Although it was set aside early this century as a future source of crude oil for the Navy, Congress authorized commercial production on the site in 1976. Clinton proposed selling the site as part of a broader privatization initiative.

To Hopf, the Elk Hills sale represents an ideal procurement. "It's a real success story . . . that went off with barely a hitch," he says. The nine procurements needed to support the sale were completed in record time -about 45 days.

DOE first asked interested parties for their basic qualifications and then narrowed down the pool of qualified candidates to four. Those contractors then submitted formal proposals and gave oral presentations, all of which DOE evaluated within a matter of days.
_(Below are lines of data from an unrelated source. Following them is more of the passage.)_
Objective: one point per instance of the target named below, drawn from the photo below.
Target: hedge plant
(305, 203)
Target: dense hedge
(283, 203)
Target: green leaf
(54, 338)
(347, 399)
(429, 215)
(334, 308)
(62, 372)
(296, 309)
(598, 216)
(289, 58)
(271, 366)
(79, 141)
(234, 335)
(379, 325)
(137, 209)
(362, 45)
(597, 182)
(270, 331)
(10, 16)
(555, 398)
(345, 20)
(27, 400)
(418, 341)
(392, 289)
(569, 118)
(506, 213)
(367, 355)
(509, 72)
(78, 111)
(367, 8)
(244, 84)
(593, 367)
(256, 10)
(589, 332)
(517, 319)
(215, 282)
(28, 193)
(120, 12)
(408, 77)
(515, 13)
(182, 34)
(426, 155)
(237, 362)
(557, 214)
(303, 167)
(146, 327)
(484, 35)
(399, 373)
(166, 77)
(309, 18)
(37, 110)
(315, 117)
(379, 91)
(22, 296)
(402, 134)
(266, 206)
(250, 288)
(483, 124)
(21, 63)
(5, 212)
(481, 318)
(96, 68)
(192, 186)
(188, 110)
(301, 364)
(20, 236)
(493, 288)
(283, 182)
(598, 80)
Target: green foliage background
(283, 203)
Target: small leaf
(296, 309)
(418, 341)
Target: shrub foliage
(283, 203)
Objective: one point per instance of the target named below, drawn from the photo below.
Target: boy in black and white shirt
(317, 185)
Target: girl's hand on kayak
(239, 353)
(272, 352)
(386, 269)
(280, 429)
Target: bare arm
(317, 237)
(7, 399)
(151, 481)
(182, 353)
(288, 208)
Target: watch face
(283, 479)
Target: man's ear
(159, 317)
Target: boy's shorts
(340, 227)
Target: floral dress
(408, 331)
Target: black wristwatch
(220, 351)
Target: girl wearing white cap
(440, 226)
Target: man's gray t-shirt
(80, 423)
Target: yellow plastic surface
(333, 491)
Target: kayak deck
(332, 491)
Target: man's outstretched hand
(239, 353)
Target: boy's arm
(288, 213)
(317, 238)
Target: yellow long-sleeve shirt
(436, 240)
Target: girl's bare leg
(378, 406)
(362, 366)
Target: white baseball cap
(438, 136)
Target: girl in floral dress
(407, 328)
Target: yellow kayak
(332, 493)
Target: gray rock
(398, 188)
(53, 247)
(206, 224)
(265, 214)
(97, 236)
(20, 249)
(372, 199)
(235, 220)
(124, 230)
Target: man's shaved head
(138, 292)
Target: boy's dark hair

Under the old process of publishing detailed contract solicitations, the procurements "could have easily taken over a year," Hopf says.

DOE is hoping for similar success in its quest to sell the U.S. Enrichment Corp., a global energy company that provides fuel enrichment services to electric utility companies operating nuclear power plants.

The department also is midway through "defederalizing" the Alaska Power Marketing Administration, one of the nation's five power marketing operations, which sell electricity generated primarily by federal hydropower projects to public organizations and cooperatives. One part of the Alaska PMA has been split up between a municipality and two private utilities, a DOE spokeswoman says. The remaining facilities should be transferred to the state by August. Congress has not approved the sale or transfer of any other PMA.

In June, President Clinton announced he would nominate Bill Richardson, the ambassador to the United Nations, to replace Pena as DOE Secretary. But the fate of the agency's fiscal 1999 budget request was still up in the air on Capitol Hill early this summer. While the President and Congress sort out such political decisions, Hopf says, DOE will focus on continuing contract reforms.

"The politics is ever-present," he notes. "The employees here are ever-aware of that. Politics is politics. I stay out of it."